Scariest Environments: The Wrong and The Abandoned

One of the best (and worst) aspects of horror is that pretty much nowhere is safe. Given the right circumstances, just about any space can be transformed from warm and comfortable to absolutely terrifying. Some places are just inherently scary though, and for me almost nothing tops abandoned places. There’s just something so wrong about them you know? Buildings, houses, factories and what have you just sitting there empty instead of being filled with people and all the normal (and comforting) hustle ‘n bustle that comes with them. Take away the people, and just about anything can move in and just about anything could happen too.

Video from YouTube channel: GameSpot

The first place that comes to mind as immediate “nope!” territory is Mount Massive Asylum from Outlast. Now it’s not completely abandoned, but it’s definitely been in a state of decay for some time before Miles Upshur arrives to document it all with his camera.
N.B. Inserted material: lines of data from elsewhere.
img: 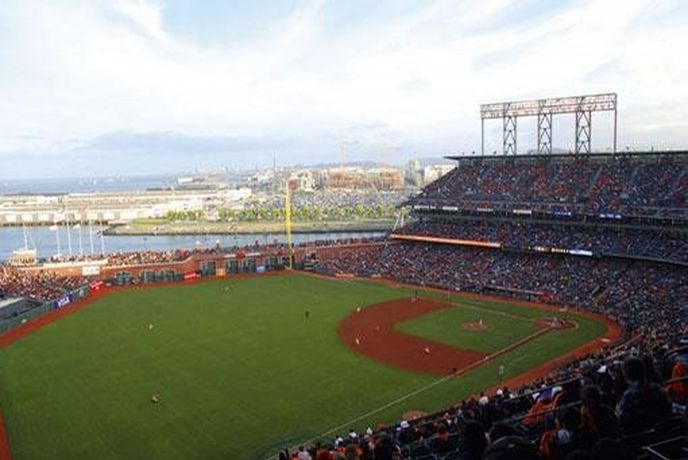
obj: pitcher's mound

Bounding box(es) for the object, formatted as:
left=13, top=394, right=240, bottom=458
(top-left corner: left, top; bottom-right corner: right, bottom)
left=462, top=321, right=488, bottom=331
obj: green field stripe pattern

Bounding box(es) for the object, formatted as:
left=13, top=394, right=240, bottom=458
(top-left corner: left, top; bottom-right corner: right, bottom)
left=0, top=275, right=607, bottom=460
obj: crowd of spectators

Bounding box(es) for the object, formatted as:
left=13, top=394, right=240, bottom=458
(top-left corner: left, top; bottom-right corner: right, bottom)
left=280, top=292, right=688, bottom=460
left=301, top=155, right=688, bottom=458
left=314, top=245, right=385, bottom=276
left=42, top=247, right=223, bottom=266
left=0, top=268, right=85, bottom=303
left=309, top=171, right=687, bottom=458
left=316, top=241, right=687, bottom=334
left=411, top=154, right=687, bottom=219
left=104, top=248, right=202, bottom=266
left=394, top=219, right=688, bottom=264
left=280, top=316, right=686, bottom=460
left=37, top=237, right=383, bottom=268
left=307, top=239, right=687, bottom=458
left=2, top=237, right=384, bottom=303
left=296, top=236, right=386, bottom=248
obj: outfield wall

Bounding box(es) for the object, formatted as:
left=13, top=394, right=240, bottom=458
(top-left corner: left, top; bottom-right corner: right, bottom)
left=19, top=242, right=388, bottom=279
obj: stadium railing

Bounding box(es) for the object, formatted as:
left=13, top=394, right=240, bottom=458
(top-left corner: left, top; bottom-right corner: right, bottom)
left=0, top=284, right=90, bottom=335
left=0, top=302, right=53, bottom=334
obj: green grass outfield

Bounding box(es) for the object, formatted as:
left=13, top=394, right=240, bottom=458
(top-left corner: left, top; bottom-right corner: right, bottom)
left=0, top=274, right=607, bottom=459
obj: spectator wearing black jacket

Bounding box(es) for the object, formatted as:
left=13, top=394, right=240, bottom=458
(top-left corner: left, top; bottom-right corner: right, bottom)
left=616, top=357, right=671, bottom=433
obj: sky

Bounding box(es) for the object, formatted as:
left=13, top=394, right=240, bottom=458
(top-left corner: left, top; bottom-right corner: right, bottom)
left=0, top=0, right=687, bottom=179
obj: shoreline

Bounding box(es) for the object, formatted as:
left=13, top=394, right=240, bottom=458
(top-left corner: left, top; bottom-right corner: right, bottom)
left=102, top=219, right=395, bottom=236
left=0, top=220, right=395, bottom=236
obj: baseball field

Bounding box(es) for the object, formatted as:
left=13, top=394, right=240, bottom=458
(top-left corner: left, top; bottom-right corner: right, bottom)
left=0, top=273, right=617, bottom=459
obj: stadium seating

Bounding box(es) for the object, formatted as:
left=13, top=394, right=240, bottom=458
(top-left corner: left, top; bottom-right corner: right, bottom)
left=0, top=238, right=382, bottom=303
left=393, top=219, right=688, bottom=264
left=0, top=269, right=85, bottom=302
left=304, top=153, right=687, bottom=459
left=278, top=336, right=687, bottom=460
left=410, top=152, right=688, bottom=219
left=308, top=240, right=687, bottom=458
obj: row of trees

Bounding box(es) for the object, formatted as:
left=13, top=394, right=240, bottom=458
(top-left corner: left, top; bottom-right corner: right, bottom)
left=216, top=204, right=396, bottom=222
left=164, top=210, right=205, bottom=221
left=164, top=205, right=397, bottom=222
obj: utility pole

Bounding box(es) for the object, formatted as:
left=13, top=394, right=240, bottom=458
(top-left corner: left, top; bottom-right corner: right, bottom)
left=284, top=181, right=293, bottom=269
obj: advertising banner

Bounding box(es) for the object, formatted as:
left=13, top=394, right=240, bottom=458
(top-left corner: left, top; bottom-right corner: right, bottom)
left=54, top=296, right=71, bottom=309
left=90, top=280, right=104, bottom=291
left=82, top=265, right=101, bottom=276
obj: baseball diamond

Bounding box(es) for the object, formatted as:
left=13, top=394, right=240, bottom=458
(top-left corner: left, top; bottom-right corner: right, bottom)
left=0, top=273, right=618, bottom=459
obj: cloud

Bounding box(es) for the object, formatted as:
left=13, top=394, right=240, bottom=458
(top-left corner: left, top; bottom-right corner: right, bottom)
left=110, top=0, right=169, bottom=42
left=75, top=131, right=305, bottom=155
left=0, top=0, right=686, bottom=178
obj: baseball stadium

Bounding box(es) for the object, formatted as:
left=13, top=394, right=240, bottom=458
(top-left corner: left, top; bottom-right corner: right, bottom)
left=2, top=109, right=687, bottom=460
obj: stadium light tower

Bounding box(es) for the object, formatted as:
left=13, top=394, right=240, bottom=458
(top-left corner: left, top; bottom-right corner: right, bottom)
left=480, top=93, right=618, bottom=155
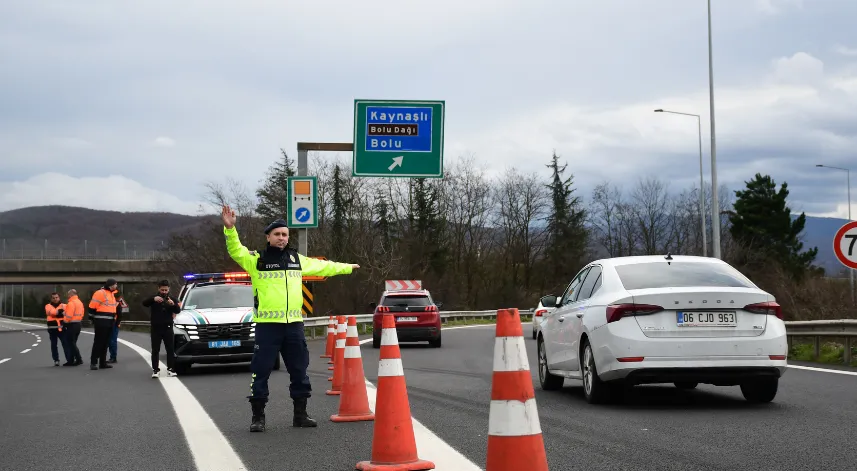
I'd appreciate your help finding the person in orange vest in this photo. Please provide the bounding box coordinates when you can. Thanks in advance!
[107,291,128,363]
[63,289,86,366]
[44,292,72,366]
[87,279,119,370]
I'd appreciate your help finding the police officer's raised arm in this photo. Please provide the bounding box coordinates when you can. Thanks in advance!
[221,204,257,273]
[298,254,359,278]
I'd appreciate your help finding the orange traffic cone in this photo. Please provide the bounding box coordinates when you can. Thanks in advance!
[326,315,347,395]
[329,316,345,371]
[355,314,435,471]
[321,315,335,359]
[331,315,375,422]
[485,308,548,471]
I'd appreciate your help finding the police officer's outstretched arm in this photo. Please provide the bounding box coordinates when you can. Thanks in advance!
[299,254,360,278]
[221,204,257,273]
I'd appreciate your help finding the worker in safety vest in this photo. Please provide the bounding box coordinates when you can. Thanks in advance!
[107,291,128,363]
[220,204,359,432]
[63,289,85,366]
[45,292,72,366]
[87,279,119,370]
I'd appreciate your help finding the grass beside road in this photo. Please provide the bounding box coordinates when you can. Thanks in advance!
[789,341,857,367]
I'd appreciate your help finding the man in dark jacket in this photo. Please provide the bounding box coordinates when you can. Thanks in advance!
[142,279,181,377]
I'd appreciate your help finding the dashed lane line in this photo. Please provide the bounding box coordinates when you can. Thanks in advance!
[0,359,9,365]
[20,349,30,354]
[0,318,247,469]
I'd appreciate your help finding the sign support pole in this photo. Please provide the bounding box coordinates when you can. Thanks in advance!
[297,148,308,256]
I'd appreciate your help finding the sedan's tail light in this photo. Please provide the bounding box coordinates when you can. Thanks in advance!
[744,301,782,320]
[424,305,438,312]
[534,309,547,317]
[605,304,664,323]
[376,306,390,313]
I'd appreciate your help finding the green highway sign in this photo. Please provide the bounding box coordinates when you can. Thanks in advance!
[352,99,445,178]
[287,176,318,228]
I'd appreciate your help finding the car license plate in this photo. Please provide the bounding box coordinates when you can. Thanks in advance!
[397,317,418,322]
[208,340,242,348]
[676,311,737,327]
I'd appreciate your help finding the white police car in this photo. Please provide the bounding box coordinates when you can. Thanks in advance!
[172,272,280,374]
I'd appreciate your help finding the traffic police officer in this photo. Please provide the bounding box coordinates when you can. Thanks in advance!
[220,204,359,432]
[88,279,119,370]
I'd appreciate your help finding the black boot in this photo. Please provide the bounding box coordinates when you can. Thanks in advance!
[292,397,317,428]
[250,400,266,432]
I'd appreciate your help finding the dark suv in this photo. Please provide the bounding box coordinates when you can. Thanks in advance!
[371,289,442,348]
Sure, the offices on the upper floors look okay, but just about every other portion of the place looks like its ready to collapse in on itself at any second. That’s not even mention all the partially flooded rooms and the rats running around.

Of course, Mount Massive Asylum is only as bad as it is because it actually has what you’d fear most should you ever find yourself in an abandoned building in the dark: something stalking you. Yup, the inmates are still in the asylum, they’re all absolutely crazed, and more than one of them wants to take you apart in some way.

They’re oddly acclimated to the dark too, so you either gotta stumble around in the dark or burn precious battery power your camera’s night vision. Any light at all is a dead giveaway! So not only are you stuck in a nearly-abandoned asylum, but you also gotta try and sneak out of it in the dark lest you attract the attention of one of its resident crazies. Yeah…no thanks.

Video from YouTube channel: GameSpot

So here’s the thing, I’ve never actually finished any of the Metro games. I’ll get it into my head that I want to play one evvery so often, but I only ever make it so far before just kinda letting the effort peter out. Looking back on these attempts though, I can’t really point out anything that made me stop playing. They aren’t particularly difficult and they’re not terribly scary; finishing one shouldn’t be some big chore. But then I go back and try to skulk around in the underground metro again and it all comes back. I really can’t stand the place!

The populated stations are bad enough what with everyone living crammed into these spaces meant for so many fewer people at a time, but the tunnels? The abandoned stations, and the surface? It’s all just so wrong! All these decayed spaces potentially crawling with radiation-warped monstrosities is just so off-putting. Sure, the tunnels are one things as those are dangerous in the modern age for any number of reasons, but the stations and the surface? Those are so wrong in the Metro games! A subway station shouldn’t be deathly quiet and empty, and the surface streets surrounding a station entrance shouldn’t be a hostile, bombed-out ghost town. And yet, that’s exactly what they are in the first couple of games.

The really scary thing though is that you don’t have to have a devastating war in order to see once thriving locations turn ghostly empty and still. Catching the last train here in Japan will see you plodding through an almost completely abandoned station whenever you do it and man that’s an experience. Everything is shuttered, and the only sounds to be heard sometimes are your own steps and some automated machinery. There are also more than a few shopping centers that are not nearly as lively as they obviously once were, not mention all the houses and buildings that I’ve never once seen anyone come or go from.

I suppose this is all to say that exploring these sorts of places in games can be just a bit too real sometimes. Not that I’ve ever wandered around a dilapidated asylum or anything, but more like these sorts of places feel like they could really exist in the world, and games like Outlast and Metro not only give us a chance to satisfy that morbid curiosity, but also the…”opportunity” to run into some of our worst nightmares while doing so.


What sorts of environments give you the creeps in gaming? What is it about them that skeeves you out the most?